Table 3 Absolute errors at \(T = 1\) and different N, for Eq. (44)
Table 4 Comparison of \(\Vert e_N\Vert _{\infty }\) at \(T = 1\), and convergence error (for our method) for Eq.(44)
Fig. 6
figure 6

Absolute error of numerical solutions of Eq. (44) at \(T=1\)

Example 5

Now consider the following VOFMIE [26]:

$$\begin{aligned} {D_t^{q(x,t)}u(x,t) -0.01\frac{\partial ^2 u(x,t)}{\partial x^2}=f(x,t),\ \ (x,t)\in \Omega ,} \end{aligned}$$
(45)

where \(\Omega =[0,L]\times [0,T]\), with \(L=10\), \(T=0.5\), and the following initial and boundary conditions:

$$\begin{aligned} {{\left\{ \begin{array}{ll} u(x,0)=0, &{}\quad 0\le x\le L,\\ u(0,t)=u(L,t)=0, &{}\quad 0\le t\le T, \end{array}\right. }} \end{aligned}$$

where \(q(x,t)=0.8+0.2xt/(LT)\), and

$$\begin{aligned} {f(x,t)=\left( \frac{2t^{2-q(x,t)}}{\Gamma (3-q(x,t))}+\frac{D\pi ^2t^2}{L^2}\right) \sin \left( \frac{\pi x}{L}\right) .} \end{aligned}$$

The exact solution is \(u_E(x,t)=t^2\sin (\pi x/L)\).

The errors of the numerical solutions for \(\alpha =\beta =1\) and different N are shown in Table 5. The convergence order of our method is investigated in Table 6. Also, the absolute errors for this approach, at \(T=0.5\), are shown in Fig. 7.

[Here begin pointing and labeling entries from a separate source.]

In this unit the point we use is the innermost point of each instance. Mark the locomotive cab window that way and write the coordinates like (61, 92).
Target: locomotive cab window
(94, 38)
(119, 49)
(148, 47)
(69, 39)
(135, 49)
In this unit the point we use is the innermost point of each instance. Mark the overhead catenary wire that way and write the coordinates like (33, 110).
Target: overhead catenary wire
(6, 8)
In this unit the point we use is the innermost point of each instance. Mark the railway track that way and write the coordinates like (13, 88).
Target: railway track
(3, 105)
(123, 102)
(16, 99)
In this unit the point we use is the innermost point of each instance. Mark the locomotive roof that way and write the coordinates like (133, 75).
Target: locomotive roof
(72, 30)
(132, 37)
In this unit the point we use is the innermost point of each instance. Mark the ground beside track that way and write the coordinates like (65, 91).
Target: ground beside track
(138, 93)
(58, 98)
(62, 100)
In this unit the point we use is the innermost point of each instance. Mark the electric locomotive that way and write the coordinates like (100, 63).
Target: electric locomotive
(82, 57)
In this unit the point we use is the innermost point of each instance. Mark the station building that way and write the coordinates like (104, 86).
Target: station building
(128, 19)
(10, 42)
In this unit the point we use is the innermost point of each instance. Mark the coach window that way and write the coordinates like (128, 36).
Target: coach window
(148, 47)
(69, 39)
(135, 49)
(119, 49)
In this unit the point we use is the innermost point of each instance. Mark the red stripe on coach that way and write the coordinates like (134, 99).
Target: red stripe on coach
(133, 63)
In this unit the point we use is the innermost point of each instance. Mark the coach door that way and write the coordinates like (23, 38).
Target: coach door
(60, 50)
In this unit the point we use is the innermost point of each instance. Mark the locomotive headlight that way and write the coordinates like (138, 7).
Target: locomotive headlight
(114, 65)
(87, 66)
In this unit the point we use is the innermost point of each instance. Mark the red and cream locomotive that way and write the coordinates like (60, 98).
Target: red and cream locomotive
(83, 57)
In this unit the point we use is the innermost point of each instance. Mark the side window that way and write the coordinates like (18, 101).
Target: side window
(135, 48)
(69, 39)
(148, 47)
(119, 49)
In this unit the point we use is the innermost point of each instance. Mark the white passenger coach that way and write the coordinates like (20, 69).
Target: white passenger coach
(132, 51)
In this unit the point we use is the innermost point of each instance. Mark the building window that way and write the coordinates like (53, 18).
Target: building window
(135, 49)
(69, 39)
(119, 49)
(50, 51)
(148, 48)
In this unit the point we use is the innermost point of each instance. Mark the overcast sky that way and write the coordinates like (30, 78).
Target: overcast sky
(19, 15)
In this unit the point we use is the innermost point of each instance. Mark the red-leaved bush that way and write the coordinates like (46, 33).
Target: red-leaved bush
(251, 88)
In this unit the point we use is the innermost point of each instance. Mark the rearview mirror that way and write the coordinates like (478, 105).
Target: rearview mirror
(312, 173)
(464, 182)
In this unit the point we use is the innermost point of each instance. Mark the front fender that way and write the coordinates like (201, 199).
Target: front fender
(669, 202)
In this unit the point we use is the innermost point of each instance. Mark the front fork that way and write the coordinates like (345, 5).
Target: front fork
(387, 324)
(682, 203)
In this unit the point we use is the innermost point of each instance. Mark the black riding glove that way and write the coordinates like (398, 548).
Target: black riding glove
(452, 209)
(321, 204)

Table 5 Absolute error at \(T=0.5\) and different N, for Eq. (45)
Table 6 Convergence error of Eq. (45)
Fig. 7
figure 7

Approximate and exact solutions of Eq. (45) at \(T =0.5\) and \(x=1,2,\ldots ,10\)

Discussion and conclusion

In this paper, we present an operational matrix method based on Hahn polynomials for solving the time VO fractional mobile–immobile advection–dispersion model. This method converts the VO fractional equation into an algebraic system which is solved by a technique of linear algebra. Using the discrete Hahn polynomials in a projection approach will not result in any numerical calculation errors.

As the main result, a new operational matrix of VO fractional derivative, in the Caputo sense, is derived for the Hahn polynomials. Then, it is used to obtain an approximate solution to the problem under study. Also, an upper bound for the error of the presented method, with equidistant nodes, is investigated. Numerical examples show the accuracy and the efficiency of the presented method. An advantage of using the Hahn polynomials is that the numerical results achieved only using a small number of bases are accurate in a larger intervals and significant results are achieved. A comparison of the numerical solutions by FDM [39] and RKM [20] shows that this technique is accurate enough to be known as a powerful device. This method can be applied to solve other types of VO fractional functional equations.